PCR Master Mix Calculator

Scale reagent volumes for any number of PCR reactions

Scale per-reaction PCR component volumes to any number of reactions with a pipetting overage factor, auto-fill nuclease-free water to the reaction total, and keep per-tube reagents like template DNA separate. For molecular biology and diagnostic labs. It runs free in your browser on Gera Tools, with nothing uploaded.

Last updated Source: Gera Tools

What is a PCR master mix?

A master mix is a single pooled batch of the reagents shared by every reaction, such as polymerase mix, primers, and water. Aliquoting one mix into each tube cuts pipetting steps, improves consistency, and reduces well-to-well variation.

Setting up dozens of identical PCR reactions by hand invites arithmetic slips. This calculator scales each reagent from a per-reaction recipe to any number of reactions, adds a pipetting overage, and fills water to the reaction total — while keeping per-tube reagents like template DNA out of the shared mix.

How it works

The mix is scaled to slightly more than the reactions you need, then water back-fills the per-reaction total:

effective reactions = reactions × (1 + overage% / 100)
component mix volume = per-reaction volume × effective reactions
water per reaction   = total reaction volume − sum of component volumes

Components ticked as in-mix are pooled and multiplied by the effective reaction count; per-tube components (template DNA) are listed for reference but excluded from the pooled volume, since they are pipetted into each tube individually.

Tips and example

For 10 reactions at a 10 percent overage the mix is made for 11 effective reactions. With a 25 µL reaction holding 12.5 µL of 2x mix, 1 µL each primer, and 2 µL of per-tube template, water fills the remaining 8.5 µL. Always vortex and briefly spin the master mix before aliquoting so the enzyme and salts are evenly distributed across every tube.

Why overage matters more than it seems

A 5–10% pipetting overage is not just for convenience — it is a reproducibility safeguard. The last aliquot from a tube is statistically more variable than earlier ones: surface tension, residual droplets, and foam make the final few microliters the least accurate. By making more mix than you need, you aliquot only from the “reliable” middle volume of the pooled master mix. For quantitative PCR (qPCR), where even small volume errors distort Cq values, a 10–15% overage is standard practice.

Separating master-mix components from per-tube additions

The design principle behind a master mix is to minimize the total number of pipetting steps while maximizing consistency. Every component that is the same across all reactions belongs in the shared pool. Components that vary — template DNA quantity, different primer concentrations per sample, or a positive-control target — belong in each individual tube.

A common error is adding template to the master mix. This creates template contamination risk for the entire batch, because a pipetting slip during master mix preparation can deposit template into every tube, producing false positives across the plate. Keep template strictly per-tube and never bring it near the master mix during preparation.
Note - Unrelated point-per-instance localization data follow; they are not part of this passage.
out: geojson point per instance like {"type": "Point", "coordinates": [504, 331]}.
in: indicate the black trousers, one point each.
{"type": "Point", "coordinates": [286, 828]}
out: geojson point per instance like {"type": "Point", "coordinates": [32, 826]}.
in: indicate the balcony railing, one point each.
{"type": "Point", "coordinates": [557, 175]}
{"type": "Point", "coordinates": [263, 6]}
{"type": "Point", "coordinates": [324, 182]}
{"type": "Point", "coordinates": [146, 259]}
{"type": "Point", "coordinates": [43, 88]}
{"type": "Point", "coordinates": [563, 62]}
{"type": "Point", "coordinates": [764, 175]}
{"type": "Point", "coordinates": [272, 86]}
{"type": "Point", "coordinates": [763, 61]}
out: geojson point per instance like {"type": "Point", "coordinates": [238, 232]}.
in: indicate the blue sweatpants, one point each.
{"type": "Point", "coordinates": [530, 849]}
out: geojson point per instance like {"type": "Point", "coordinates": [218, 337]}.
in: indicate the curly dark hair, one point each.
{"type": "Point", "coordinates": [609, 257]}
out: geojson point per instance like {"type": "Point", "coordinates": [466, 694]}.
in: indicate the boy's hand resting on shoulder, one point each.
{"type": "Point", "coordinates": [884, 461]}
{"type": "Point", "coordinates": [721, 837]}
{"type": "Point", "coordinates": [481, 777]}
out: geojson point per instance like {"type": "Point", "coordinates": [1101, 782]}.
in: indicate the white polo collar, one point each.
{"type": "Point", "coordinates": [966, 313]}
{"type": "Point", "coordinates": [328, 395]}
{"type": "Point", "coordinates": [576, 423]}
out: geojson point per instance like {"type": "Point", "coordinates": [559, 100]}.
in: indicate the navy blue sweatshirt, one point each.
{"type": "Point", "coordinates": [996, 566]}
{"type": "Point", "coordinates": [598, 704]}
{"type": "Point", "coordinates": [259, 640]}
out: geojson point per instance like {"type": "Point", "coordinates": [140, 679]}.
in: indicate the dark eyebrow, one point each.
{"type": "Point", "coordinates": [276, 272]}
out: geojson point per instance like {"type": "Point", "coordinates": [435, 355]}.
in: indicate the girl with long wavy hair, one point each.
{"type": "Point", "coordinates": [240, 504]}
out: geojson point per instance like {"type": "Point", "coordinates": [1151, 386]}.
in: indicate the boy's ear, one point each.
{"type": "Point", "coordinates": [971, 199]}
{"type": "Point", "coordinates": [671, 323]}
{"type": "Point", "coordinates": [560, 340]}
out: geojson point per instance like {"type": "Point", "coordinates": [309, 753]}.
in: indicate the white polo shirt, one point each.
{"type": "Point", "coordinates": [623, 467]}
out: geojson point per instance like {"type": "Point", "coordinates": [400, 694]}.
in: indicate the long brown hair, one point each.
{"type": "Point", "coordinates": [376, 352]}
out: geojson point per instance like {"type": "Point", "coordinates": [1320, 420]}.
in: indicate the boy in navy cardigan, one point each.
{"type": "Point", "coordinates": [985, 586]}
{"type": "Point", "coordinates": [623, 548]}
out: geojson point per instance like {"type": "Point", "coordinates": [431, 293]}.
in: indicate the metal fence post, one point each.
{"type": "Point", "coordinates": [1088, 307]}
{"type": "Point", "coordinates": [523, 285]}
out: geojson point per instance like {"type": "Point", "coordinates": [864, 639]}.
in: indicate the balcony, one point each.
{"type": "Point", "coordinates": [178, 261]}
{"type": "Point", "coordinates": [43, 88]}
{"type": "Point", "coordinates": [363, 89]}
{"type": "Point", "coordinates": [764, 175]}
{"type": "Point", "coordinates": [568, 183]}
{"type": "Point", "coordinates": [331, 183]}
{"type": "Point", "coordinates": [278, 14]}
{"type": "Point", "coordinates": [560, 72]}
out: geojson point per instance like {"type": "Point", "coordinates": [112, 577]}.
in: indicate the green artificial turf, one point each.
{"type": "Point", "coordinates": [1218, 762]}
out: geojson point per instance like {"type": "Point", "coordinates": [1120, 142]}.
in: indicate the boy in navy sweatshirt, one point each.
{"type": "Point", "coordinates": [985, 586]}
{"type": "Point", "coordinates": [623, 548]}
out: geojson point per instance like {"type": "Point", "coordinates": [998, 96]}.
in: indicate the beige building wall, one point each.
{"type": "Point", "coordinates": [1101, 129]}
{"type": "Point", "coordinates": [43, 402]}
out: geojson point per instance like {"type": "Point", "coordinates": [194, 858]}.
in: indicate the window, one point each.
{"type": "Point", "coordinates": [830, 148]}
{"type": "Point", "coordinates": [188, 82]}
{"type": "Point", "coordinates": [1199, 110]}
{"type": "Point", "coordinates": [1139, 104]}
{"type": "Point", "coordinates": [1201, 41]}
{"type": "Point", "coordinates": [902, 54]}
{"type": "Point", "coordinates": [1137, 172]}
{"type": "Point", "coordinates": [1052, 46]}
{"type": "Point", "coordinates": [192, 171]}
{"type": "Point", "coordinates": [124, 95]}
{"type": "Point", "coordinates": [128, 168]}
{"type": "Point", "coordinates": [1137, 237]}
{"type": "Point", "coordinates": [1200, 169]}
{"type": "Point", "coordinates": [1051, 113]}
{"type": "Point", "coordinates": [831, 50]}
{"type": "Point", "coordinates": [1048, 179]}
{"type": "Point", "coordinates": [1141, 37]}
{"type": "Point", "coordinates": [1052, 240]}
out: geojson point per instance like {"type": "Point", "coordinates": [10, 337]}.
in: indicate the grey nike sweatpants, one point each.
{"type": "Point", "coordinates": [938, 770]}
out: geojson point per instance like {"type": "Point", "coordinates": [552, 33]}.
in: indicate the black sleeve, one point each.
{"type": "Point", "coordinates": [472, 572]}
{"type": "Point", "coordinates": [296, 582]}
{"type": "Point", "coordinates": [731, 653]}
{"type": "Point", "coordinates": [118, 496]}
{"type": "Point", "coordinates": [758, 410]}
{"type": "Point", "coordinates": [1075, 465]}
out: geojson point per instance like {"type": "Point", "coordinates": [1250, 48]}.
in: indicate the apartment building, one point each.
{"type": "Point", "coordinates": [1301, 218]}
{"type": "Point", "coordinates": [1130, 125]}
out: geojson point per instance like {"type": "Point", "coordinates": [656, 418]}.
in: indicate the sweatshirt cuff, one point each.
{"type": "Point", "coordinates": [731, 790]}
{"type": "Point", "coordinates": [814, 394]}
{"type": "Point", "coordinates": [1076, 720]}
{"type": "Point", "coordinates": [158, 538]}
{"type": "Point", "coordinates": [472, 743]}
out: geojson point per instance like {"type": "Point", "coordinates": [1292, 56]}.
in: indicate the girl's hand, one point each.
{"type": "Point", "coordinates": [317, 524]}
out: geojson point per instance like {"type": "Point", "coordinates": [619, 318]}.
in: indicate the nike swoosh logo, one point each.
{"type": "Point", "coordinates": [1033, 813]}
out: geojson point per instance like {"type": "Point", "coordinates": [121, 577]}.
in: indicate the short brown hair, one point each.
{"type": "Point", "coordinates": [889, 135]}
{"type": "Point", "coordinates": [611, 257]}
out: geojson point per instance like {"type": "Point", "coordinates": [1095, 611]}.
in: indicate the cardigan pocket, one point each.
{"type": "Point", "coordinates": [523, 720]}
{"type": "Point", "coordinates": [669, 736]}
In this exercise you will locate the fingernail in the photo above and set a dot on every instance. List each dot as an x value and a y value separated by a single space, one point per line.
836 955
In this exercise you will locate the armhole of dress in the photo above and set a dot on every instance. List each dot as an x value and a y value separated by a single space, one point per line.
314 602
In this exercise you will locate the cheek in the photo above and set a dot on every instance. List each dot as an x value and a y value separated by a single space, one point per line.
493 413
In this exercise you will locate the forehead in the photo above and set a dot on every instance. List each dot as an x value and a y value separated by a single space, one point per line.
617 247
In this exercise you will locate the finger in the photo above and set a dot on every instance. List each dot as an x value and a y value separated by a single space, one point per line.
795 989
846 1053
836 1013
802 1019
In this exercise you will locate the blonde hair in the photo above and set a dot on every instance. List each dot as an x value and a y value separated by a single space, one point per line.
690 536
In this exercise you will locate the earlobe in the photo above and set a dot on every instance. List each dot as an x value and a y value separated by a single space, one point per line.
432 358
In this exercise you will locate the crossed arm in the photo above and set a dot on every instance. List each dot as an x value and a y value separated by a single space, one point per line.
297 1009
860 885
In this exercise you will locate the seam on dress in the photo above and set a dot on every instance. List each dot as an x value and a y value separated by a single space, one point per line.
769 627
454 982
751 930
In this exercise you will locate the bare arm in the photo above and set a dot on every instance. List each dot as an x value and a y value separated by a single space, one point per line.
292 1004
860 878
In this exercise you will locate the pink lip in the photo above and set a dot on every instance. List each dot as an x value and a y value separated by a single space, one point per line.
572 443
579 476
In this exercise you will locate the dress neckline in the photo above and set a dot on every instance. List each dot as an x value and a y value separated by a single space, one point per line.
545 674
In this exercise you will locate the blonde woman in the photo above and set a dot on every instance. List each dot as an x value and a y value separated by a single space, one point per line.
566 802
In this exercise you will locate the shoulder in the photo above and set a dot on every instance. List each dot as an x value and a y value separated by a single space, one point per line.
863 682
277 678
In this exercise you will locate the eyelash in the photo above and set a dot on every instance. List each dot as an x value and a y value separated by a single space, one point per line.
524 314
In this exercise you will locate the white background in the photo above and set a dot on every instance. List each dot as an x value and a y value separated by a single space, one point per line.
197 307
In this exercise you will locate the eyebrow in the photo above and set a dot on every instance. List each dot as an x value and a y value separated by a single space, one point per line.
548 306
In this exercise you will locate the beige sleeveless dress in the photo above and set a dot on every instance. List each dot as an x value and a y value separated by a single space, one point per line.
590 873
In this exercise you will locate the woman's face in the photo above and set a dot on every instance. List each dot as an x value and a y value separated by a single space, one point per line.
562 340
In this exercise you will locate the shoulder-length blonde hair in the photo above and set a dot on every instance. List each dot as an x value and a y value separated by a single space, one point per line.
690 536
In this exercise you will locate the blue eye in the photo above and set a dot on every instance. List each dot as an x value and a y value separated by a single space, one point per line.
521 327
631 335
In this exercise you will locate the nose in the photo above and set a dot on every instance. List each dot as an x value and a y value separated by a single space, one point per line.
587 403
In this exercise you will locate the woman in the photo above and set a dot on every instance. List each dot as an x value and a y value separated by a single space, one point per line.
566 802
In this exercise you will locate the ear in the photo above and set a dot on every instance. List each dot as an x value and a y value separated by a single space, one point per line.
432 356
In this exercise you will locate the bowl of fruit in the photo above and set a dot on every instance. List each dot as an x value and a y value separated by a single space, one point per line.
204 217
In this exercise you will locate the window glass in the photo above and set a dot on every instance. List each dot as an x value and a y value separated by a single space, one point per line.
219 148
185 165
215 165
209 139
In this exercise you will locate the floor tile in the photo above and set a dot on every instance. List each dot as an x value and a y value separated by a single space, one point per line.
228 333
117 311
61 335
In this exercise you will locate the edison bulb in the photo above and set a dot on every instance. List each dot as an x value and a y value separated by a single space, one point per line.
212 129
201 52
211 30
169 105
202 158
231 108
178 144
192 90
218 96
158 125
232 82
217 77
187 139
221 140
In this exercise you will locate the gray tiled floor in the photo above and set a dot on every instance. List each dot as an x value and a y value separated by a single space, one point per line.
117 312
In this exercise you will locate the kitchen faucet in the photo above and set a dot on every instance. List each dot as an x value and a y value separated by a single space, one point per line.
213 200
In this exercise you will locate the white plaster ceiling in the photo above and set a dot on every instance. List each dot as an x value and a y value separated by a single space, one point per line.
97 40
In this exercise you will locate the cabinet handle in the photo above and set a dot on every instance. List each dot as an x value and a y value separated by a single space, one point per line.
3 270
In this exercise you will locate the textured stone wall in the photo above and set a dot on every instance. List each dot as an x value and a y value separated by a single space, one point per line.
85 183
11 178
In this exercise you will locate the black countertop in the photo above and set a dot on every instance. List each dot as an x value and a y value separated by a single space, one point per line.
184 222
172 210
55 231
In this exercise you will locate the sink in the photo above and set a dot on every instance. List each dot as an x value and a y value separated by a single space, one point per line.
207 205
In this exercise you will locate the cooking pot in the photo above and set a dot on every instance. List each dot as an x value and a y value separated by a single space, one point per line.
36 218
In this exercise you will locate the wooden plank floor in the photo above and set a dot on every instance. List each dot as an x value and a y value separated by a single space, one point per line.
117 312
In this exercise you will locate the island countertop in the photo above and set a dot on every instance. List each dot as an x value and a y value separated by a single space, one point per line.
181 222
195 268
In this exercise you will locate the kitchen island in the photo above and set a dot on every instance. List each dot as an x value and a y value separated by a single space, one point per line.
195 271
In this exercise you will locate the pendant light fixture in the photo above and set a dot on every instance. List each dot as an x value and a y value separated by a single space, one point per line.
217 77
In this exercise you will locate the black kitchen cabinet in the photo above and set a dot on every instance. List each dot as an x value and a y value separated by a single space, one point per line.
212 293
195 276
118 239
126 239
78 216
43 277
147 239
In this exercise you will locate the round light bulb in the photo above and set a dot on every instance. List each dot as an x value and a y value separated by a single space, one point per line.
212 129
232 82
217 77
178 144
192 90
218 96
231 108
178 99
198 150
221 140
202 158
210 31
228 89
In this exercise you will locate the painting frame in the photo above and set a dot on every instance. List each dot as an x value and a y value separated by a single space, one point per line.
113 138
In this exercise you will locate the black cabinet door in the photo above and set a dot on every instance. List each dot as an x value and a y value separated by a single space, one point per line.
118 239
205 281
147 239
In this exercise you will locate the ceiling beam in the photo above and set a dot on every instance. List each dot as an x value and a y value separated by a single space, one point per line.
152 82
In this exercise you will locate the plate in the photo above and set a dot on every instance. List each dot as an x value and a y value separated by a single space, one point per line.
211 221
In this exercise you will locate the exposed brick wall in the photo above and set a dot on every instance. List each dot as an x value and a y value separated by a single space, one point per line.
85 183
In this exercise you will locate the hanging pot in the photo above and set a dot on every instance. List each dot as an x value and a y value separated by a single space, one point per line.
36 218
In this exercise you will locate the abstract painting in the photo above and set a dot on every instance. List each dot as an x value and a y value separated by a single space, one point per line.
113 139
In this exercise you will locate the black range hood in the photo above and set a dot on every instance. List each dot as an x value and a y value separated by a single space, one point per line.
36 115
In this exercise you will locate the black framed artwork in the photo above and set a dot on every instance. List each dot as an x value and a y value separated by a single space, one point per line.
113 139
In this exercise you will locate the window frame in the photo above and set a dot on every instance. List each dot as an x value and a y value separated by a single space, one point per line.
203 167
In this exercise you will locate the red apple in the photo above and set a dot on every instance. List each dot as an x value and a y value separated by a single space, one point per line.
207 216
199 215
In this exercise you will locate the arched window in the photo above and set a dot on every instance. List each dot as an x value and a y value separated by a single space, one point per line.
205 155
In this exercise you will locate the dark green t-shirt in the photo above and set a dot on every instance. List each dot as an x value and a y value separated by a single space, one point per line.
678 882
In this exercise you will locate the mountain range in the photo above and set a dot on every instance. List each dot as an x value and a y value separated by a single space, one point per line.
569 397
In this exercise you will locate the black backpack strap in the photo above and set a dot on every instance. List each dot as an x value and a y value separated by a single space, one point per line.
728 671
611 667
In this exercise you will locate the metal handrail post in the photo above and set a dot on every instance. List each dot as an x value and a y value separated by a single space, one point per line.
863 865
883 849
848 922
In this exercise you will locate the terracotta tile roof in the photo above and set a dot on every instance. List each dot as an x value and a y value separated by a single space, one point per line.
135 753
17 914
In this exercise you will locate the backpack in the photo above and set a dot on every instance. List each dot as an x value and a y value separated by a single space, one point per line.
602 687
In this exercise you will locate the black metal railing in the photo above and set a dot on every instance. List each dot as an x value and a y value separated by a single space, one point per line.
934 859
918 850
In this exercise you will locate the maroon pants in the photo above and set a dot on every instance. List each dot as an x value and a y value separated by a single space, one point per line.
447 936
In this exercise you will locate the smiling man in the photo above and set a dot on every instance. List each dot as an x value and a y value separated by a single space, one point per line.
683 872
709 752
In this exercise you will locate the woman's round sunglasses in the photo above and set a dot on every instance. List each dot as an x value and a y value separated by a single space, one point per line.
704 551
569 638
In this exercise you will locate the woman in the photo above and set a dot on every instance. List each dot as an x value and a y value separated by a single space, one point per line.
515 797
Negative controls and their volumes

A complete experiment includes at least one no-template control (NTC) — a reaction that receives water instead of template DNA. Enter the NTC as one of your reaction count and mark template as a per-tube component; the NTC tube simply receives water in place of template. The calculator’s total reaction count should include any controls, so the master mix volume covers them.

Reading the output

The calculator outputs two key figures: the total master mix volume to prepare in your pooled tube, and the per-reaction breakdown showing how much of each component goes into each well. For per-tube additions like template, the per-tube volume is shown separately. Print or copy this output before you start pipetting to eliminate the need to re-derive volumes mid-experiment.